Is the process still running (either the Slave or the Sandbox)? I imagine you’ve probably restarted it at this point, but if so, a memory dump would be helpful in determining what it’s hanging on.

Also, if you check the log, were there any Event Plugin timeouts that occurred earlier on? Are you guys using event plugin timeouts? Now that I’m looking at some of this code, there’s definitely some weird behaviour around timeouts that might result in this kind of hanging; we’ll definitely look at getting that fixed either way.

We actually only reenabled plugin sandboxing on the 2nd of march (yesterday), so this crash seems to have happened before that.

The process has been restarted since,… i didnt find any obvious even errors in the logs, neither anything in the windows event logs.
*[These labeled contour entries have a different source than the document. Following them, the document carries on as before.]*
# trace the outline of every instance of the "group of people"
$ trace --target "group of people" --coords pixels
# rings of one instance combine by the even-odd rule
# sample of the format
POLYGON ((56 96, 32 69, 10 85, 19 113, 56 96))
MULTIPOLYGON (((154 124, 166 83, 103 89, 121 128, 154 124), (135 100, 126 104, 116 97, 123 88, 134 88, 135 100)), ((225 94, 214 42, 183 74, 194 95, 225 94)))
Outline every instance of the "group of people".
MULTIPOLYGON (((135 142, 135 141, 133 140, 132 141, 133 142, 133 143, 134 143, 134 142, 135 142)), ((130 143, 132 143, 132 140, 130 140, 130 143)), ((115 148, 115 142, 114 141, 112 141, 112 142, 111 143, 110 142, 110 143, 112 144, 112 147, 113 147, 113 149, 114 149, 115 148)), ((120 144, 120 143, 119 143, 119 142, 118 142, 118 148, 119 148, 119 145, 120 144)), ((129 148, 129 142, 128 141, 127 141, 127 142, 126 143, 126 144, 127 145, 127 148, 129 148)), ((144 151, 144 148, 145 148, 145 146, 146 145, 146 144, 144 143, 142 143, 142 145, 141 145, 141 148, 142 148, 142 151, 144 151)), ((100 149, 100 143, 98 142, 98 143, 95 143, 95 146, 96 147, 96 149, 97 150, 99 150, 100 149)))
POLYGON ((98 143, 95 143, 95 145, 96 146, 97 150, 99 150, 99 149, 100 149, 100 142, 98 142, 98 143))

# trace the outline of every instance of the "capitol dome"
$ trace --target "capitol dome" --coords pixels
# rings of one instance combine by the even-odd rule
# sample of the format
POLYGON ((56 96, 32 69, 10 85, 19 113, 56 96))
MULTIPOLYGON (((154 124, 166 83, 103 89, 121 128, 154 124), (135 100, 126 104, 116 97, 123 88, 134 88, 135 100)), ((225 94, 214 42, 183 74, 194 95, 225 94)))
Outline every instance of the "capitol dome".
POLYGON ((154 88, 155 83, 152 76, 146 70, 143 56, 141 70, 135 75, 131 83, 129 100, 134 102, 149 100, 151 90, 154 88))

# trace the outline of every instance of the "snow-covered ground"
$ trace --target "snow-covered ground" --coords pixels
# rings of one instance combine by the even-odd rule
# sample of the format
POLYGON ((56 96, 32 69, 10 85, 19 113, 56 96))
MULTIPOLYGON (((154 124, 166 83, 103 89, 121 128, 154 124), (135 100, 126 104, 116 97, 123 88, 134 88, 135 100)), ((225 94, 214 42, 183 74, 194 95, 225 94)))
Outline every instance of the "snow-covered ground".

I dont think we are using any event timeouts… Is that a feature im unaware of? :slight_smile:

What do you think about this line?

Yeah, I’m not sure what’s going on there, that’s very strange. Glancing at the code, there is a check to try and make sure that the detected job isn’t the current one, but there might be something else mutating the state in another thread.

To confirm, it was actually rendering that Job ID? Wondering if this is a display issue somehow… Has it only been this one instance so far, or has this been happening repeatedly?

Yeah thats the job it was rendering!